On June 13, 1811, the deed was given to Selkirk of his wide possessions with the seal and signature of the Hudson's Bay Company, attached by Alexander Lean, the secretary. Before this, however, Selkirk had become deeply engrossed in the details of his enterprise. No time was to be lost, for unless all should be in readiness before the Hudson's Bay vessels set out to sea on their summer voyage, the proposed expedition of colonists must be postponed for another year.
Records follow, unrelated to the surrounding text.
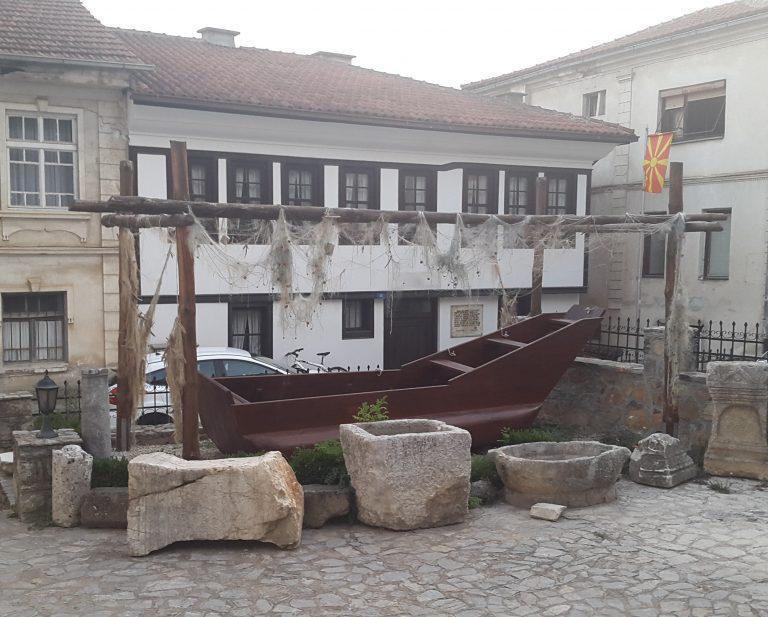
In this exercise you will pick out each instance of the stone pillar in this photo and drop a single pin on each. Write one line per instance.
(94, 412)
(16, 414)
(738, 444)
(70, 483)
(32, 473)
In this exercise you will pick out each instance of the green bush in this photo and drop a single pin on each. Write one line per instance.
(483, 468)
(514, 436)
(373, 412)
(323, 464)
(109, 472)
(59, 421)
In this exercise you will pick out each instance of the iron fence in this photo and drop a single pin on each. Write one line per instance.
(724, 342)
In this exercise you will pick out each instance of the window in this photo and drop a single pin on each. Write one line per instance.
(593, 104)
(302, 184)
(42, 153)
(203, 186)
(695, 112)
(34, 327)
(357, 318)
(480, 192)
(520, 193)
(249, 182)
(717, 250)
(250, 328)
(654, 253)
(418, 193)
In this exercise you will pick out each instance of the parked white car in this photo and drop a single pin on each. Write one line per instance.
(211, 361)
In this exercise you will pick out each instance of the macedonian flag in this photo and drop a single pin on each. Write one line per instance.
(656, 161)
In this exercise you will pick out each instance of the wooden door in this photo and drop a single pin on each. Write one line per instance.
(410, 330)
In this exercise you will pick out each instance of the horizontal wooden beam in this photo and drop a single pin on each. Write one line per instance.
(145, 205)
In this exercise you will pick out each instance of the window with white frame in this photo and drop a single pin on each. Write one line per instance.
(42, 159)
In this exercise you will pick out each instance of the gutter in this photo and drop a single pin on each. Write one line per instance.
(25, 59)
(241, 108)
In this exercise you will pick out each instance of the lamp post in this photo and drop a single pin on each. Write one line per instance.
(46, 391)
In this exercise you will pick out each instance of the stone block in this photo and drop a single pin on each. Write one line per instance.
(570, 473)
(105, 507)
(32, 472)
(323, 503)
(94, 412)
(408, 474)
(659, 460)
(547, 511)
(171, 500)
(70, 483)
(738, 443)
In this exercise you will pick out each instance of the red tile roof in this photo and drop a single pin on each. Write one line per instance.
(191, 72)
(61, 30)
(681, 25)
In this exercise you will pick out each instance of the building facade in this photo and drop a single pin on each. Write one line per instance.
(63, 132)
(701, 77)
(421, 147)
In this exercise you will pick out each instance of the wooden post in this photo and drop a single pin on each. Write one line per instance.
(187, 312)
(670, 289)
(537, 278)
(127, 305)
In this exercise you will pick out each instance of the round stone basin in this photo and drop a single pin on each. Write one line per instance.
(570, 473)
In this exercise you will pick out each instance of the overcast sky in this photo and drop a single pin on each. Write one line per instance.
(442, 41)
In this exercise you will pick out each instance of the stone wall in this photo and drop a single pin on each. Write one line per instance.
(616, 401)
(16, 409)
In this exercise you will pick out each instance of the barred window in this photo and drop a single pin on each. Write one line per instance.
(34, 327)
(42, 159)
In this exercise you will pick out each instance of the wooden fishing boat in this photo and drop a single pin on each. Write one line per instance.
(488, 383)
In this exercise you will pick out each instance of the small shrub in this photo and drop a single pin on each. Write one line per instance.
(323, 464)
(483, 468)
(109, 472)
(59, 421)
(514, 436)
(719, 486)
(373, 412)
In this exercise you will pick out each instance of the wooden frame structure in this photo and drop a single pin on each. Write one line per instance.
(130, 213)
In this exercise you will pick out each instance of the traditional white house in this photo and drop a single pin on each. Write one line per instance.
(271, 127)
(703, 77)
(63, 131)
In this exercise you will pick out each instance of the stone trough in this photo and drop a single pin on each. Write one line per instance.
(571, 473)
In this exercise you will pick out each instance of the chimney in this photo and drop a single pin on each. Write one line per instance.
(219, 36)
(335, 57)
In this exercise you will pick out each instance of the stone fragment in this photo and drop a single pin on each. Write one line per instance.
(659, 460)
(32, 473)
(485, 490)
(171, 500)
(70, 483)
(408, 474)
(94, 412)
(323, 503)
(547, 511)
(738, 443)
(570, 473)
(105, 507)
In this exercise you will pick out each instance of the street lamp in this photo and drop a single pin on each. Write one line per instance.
(46, 391)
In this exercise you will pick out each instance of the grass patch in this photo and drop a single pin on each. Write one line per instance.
(109, 472)
(515, 436)
(483, 468)
(474, 502)
(323, 464)
(59, 421)
(719, 486)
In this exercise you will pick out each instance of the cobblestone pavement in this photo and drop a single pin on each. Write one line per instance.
(687, 551)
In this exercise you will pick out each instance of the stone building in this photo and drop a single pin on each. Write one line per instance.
(701, 76)
(63, 132)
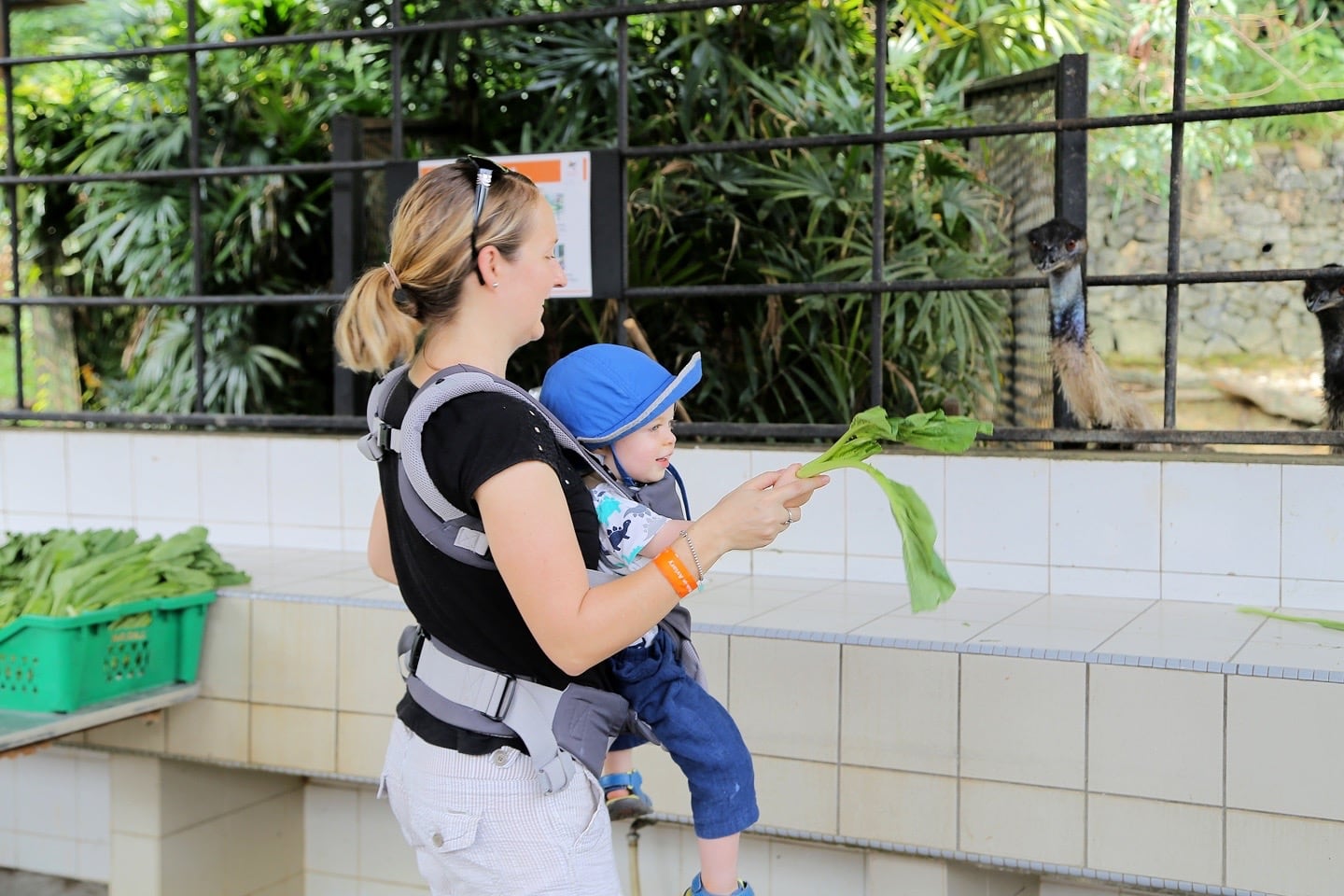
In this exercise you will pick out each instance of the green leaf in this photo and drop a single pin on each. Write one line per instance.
(931, 584)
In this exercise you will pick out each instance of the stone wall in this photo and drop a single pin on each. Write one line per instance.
(1282, 213)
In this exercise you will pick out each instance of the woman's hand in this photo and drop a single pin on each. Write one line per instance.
(754, 513)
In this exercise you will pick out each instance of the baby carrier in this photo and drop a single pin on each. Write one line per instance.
(556, 725)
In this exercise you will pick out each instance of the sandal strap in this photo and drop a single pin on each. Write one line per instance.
(628, 779)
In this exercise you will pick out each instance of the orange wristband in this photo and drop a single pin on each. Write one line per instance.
(680, 580)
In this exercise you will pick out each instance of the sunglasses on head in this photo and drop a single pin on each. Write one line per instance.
(485, 171)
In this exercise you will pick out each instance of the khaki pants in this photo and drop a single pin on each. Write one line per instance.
(482, 826)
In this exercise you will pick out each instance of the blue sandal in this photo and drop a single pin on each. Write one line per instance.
(623, 797)
(698, 889)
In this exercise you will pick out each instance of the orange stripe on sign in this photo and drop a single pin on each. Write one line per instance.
(542, 171)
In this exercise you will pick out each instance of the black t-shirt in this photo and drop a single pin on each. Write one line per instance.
(465, 442)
Selkirk issued without delay a pamphlet, setting forth the advantages of the prospective colony. Land was to be given away free, or sold for a nominal sum. To the poor, transport would cost nothing; others would have to pay according to their means. No one would be debarred on account of his religious belief; all creeds were to be treated alike. The seat of the colony was to be called Assiniboia, after a tribe of the Sioux nation, the Assiniboines, buffalo hunters on the Great Plains.
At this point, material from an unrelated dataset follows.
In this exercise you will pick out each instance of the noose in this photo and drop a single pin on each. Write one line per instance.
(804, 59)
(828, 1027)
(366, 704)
Wherever this pamphlet was read by men dissatisfied with their lot in the Old World, it aroused hope. With his usual good judgment, Selkirk had engaged several men whose training fitted them for the work of inducing landless men to emigrate. One of these was Captain Miles Macdonell, lately summoned by Lord Selkirk from his home in Canada. Macdonell had been reared in the Mohawk valley, had served in the ranks of the Royal Greens during the War of the Revolution, and had survived many a hard fight on the New York frontier. After the war, like most of his regiment, he had gone as a Loyalist to the county of Glengarry, on the Ottawa. It so chanced that the Earl of Selkirk while in Canada had met Macdonell, then a captain of the Royal Canadian Volunteers, and had been impressed by his courage and energy. In consequence, Selkirk now invited him to be the first governor of Assiniboia. Macdonell accepted the appointment; and promptly upon his arrival in Britain he went to the west coast of Ireland to win recruits for the settlement. Owing to the straitened circumstances of the Irish peasantry, the tide of emigration from Ireland was already running high, and Lord Selkirk thought that Captain Macdonell, who was a Roman Catholic, might influence some of his co-religionists to go to Assiniboia.